Siapapun akan sepakat dengan pernyataan bu Ani ini, bahwa momen terberat saat berjualan tentu di masa-masa Covid 19. Ia mengaku babak belur karena selama 4 bulan tidak bisa berjualan. Selama itu juga ia hanya mengandalkan uang tabungan yang ada untuk kehidupan sehari.

“Hambatan selama jualan itu ya Corona kemarin. Pasti itu, itu babak belur 4 bulan kita libur baru buka kadang baru seminggu udah lockdown lagi. Itu kan sempat di lockdown dua kali. Itu sih paling turun drastis. Nggak ada orang keluar siapa yang mau beli. nggak boleh ke Jogja orang, pesan lewat aplikasi online pun susah,” keluhnya.

Namun, ketika keadaan semakin membaik, soto pites kembali merangkak naik. Hal ini dipengaruhi oleh soto pites yang sudah legendaris. Sehingga banyak pelanggan kembali ngidam dengan soto tersebut kembali berdatangan ke Pasar Beringharjo.

foto: Brilio/Muhammad Rizki Yusrial

Perlu diketahui, bahwa soto pites buka setiap hari dari jam 7 pagi hingga jam 3 sore. Hari Selasa merupakan hari libur dari soto ini. Awalnya, dari zaman Mbah Galak yang pertama, soto libur pada hari Jumat. Namun ternyata banyak aduan dari pelanggan yang ingin makan soto tersebut di hari Jumat. Atas beberapa pertimbangan, Bu Ani memutuskan untuk memindahkannya di hari Selasa.
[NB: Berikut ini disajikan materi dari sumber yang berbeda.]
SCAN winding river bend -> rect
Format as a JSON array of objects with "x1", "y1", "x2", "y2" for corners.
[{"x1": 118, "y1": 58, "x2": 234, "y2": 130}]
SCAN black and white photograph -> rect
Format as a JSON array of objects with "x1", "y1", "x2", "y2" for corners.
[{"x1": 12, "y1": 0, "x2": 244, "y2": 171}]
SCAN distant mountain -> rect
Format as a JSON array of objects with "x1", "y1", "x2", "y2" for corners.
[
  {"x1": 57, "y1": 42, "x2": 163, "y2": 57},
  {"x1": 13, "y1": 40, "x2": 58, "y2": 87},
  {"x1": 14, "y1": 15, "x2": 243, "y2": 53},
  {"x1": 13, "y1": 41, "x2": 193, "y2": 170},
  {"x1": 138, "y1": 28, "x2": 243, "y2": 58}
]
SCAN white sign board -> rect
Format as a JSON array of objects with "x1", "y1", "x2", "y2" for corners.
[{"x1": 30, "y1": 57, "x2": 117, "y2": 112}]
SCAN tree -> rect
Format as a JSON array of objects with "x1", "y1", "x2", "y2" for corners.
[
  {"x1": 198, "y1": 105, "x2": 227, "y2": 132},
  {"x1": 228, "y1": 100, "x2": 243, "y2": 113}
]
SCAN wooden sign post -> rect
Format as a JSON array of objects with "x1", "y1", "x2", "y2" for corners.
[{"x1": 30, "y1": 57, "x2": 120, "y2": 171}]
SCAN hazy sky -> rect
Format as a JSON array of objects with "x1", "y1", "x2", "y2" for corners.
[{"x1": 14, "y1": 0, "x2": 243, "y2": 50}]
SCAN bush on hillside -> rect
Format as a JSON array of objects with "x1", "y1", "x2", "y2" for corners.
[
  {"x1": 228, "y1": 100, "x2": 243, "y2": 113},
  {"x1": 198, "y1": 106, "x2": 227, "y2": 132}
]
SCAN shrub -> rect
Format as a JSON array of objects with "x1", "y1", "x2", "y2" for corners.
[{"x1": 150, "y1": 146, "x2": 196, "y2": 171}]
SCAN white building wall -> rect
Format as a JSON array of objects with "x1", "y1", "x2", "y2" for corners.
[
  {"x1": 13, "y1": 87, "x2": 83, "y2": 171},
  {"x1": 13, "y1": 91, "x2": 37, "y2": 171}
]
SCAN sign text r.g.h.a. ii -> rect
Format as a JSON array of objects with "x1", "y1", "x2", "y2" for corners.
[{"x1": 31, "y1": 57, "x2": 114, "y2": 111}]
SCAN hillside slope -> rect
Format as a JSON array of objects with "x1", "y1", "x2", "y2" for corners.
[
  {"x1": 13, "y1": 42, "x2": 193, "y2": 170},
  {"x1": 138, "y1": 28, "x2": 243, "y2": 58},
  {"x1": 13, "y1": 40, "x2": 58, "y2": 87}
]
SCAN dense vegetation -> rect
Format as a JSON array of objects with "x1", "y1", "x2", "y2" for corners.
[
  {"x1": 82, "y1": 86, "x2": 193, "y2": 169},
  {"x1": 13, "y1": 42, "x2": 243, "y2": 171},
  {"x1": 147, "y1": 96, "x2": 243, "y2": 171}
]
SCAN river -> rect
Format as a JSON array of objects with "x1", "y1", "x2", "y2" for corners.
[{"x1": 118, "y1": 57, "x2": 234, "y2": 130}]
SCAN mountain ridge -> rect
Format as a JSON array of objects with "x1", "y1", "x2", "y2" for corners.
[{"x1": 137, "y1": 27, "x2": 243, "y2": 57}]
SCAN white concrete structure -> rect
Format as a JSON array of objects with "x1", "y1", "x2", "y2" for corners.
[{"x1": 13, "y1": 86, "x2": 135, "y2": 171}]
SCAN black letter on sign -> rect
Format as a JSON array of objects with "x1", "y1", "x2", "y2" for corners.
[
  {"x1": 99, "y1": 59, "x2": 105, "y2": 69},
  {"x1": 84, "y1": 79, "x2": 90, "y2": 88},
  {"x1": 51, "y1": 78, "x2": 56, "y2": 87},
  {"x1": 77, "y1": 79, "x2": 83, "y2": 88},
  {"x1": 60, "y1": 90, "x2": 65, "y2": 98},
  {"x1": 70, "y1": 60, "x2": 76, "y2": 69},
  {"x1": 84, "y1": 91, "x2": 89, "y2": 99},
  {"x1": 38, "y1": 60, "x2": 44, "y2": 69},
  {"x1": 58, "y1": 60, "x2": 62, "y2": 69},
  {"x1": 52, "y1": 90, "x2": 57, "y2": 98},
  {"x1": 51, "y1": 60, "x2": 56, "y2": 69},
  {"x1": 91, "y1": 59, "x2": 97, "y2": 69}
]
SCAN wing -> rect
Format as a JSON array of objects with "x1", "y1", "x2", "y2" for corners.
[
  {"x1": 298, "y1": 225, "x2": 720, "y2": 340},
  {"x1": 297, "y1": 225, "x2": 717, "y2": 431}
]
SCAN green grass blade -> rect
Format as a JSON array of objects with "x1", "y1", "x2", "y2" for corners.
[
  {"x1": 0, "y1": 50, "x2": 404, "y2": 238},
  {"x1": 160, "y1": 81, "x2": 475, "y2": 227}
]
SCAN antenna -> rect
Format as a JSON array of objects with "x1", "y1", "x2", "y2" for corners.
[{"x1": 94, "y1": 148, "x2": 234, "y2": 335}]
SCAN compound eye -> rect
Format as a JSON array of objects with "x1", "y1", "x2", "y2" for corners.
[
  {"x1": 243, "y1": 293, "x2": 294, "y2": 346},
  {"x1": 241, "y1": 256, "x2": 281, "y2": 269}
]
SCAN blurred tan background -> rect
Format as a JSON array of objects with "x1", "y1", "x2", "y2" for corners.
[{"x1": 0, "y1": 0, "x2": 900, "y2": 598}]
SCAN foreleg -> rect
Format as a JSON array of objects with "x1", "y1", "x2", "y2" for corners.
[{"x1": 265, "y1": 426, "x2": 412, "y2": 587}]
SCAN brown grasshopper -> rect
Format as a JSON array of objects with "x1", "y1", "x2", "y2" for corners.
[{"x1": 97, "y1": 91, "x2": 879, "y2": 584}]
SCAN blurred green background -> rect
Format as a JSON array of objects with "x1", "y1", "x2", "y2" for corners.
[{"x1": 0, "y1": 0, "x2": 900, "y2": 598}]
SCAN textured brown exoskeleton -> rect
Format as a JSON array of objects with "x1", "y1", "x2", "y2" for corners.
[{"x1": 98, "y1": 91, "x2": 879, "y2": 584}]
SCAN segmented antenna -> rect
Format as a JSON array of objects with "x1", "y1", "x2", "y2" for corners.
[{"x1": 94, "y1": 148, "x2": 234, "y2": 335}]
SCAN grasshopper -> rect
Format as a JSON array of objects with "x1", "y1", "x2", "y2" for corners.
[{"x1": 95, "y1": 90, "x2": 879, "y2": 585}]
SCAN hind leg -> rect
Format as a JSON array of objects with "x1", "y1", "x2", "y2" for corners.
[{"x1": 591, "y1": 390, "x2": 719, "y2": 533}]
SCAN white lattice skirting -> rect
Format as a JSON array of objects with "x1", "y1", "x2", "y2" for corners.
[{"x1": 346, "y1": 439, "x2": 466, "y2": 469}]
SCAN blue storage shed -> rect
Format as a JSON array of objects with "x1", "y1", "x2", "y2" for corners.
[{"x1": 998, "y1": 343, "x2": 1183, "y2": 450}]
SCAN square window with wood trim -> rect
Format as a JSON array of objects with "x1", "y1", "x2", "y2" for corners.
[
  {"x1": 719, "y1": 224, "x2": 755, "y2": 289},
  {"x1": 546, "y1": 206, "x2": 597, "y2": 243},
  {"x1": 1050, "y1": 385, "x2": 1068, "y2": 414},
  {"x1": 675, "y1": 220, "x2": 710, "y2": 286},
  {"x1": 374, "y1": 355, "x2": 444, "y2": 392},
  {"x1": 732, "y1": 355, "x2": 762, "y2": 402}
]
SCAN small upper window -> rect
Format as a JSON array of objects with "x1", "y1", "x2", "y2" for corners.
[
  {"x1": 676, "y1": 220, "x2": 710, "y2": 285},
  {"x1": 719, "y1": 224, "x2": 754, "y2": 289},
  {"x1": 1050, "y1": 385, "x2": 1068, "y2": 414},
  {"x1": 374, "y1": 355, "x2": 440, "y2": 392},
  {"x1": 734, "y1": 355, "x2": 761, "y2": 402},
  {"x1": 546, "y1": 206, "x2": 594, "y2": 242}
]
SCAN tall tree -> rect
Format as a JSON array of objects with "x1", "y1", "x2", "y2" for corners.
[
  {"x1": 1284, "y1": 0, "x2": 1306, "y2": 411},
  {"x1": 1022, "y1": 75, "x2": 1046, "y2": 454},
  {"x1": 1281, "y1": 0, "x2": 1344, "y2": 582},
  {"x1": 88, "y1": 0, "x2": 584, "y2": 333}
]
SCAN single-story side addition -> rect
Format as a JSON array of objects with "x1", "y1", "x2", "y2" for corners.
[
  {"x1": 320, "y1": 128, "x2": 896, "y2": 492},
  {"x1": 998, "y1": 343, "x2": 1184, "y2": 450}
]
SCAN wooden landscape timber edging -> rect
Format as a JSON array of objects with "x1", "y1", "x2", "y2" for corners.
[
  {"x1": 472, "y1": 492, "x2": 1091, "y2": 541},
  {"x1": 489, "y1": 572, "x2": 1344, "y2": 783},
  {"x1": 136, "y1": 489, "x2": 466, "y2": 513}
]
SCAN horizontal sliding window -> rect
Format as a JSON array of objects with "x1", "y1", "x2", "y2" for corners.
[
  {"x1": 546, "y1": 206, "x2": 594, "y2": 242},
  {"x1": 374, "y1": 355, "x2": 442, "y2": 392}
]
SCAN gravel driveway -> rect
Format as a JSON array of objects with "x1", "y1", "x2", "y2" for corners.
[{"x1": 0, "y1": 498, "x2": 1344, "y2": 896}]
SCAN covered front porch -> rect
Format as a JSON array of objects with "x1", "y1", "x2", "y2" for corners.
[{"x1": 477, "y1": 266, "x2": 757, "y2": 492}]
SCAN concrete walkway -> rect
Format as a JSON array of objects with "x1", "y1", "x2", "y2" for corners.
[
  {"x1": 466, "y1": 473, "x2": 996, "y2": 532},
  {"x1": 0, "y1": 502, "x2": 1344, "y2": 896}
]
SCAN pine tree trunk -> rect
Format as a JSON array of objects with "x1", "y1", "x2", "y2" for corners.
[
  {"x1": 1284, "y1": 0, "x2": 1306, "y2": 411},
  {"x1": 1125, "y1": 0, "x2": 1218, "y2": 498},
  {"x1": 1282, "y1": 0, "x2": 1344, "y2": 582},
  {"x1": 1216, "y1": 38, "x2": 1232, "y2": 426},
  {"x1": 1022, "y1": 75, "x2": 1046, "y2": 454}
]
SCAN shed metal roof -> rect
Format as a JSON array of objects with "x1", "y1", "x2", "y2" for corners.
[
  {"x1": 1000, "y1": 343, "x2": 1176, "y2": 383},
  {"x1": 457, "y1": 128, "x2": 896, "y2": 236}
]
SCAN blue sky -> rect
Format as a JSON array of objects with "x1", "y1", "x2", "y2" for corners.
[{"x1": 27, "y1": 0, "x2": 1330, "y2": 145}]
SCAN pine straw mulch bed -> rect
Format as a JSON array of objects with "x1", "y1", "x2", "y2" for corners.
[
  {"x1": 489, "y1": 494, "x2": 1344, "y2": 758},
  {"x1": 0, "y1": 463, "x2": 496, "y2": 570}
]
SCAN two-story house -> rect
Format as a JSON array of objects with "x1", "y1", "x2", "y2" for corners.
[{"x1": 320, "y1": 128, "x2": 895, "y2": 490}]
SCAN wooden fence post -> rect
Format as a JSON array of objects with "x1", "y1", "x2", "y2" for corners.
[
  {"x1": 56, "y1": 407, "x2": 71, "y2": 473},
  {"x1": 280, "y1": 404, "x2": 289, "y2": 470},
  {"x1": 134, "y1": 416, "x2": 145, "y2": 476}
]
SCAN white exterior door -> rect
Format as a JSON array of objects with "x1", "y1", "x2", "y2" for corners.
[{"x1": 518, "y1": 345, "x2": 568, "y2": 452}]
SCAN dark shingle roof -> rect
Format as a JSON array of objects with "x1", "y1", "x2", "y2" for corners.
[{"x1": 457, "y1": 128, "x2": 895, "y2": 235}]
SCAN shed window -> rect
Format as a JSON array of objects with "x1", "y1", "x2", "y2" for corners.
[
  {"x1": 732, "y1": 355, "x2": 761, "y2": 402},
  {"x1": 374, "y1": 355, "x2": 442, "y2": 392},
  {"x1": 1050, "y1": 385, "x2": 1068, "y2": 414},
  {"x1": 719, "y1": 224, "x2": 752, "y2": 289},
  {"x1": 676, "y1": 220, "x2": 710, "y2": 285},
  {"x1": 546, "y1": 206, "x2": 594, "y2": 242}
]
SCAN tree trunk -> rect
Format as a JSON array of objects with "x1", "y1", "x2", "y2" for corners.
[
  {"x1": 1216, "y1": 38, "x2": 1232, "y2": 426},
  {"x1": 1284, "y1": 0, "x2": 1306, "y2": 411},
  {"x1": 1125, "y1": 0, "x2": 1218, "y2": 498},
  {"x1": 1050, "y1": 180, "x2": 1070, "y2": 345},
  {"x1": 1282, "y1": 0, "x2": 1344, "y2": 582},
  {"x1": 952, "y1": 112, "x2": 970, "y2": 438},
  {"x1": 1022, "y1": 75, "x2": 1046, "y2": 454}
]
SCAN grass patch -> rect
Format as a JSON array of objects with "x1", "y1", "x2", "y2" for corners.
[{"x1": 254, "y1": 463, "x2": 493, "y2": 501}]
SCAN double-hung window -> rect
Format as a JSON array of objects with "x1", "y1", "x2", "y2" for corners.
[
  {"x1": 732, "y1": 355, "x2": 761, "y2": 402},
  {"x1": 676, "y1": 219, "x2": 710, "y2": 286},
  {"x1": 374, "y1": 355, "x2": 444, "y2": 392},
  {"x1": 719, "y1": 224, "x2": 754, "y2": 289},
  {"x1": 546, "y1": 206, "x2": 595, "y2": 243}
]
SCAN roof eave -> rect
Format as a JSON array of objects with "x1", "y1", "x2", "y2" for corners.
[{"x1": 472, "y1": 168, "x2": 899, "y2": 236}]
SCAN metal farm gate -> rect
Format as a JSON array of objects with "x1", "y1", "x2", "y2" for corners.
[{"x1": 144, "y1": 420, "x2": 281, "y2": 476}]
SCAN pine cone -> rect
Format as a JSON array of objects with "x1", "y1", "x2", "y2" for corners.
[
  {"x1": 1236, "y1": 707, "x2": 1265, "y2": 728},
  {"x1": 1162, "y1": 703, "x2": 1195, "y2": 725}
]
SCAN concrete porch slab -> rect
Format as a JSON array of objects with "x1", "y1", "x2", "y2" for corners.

“Itu dulunya Jumat. Pokoknya dari ibu awal buka itu Jumat karena kan bapak salat Jumat kan. Tapi lama-lama kan diprotes sama pelanggan. Itu kan kalau orang kantor kalau hari Jumat kan ada waktu sarapan. itu pengen sarapan di sini kita tutup. Terus anak-anak di pondok Jumat libur kita libur juga,” ujar Bu Ani.

Kini usaha Soto Pites Mbah Galak sudah semakin ramai, bahkan Bu Ani mengaku terbesit keinginan untuk membuka cabang. Tapi itu tentu merupakan sebuah rencana yang butuh persiapan matang. Karena itu, Bu Ani mengaku bahwa rencana buka cabang ini mungkin terealisasi tidak dalam waktu dekat-dekat ini.

“Ada sih tapi belum dalam waktu dekat ini. tapi sudah direncanakan. di luar beringharjo,” pungkasnya saat saya tanyakan rencana buka cabang.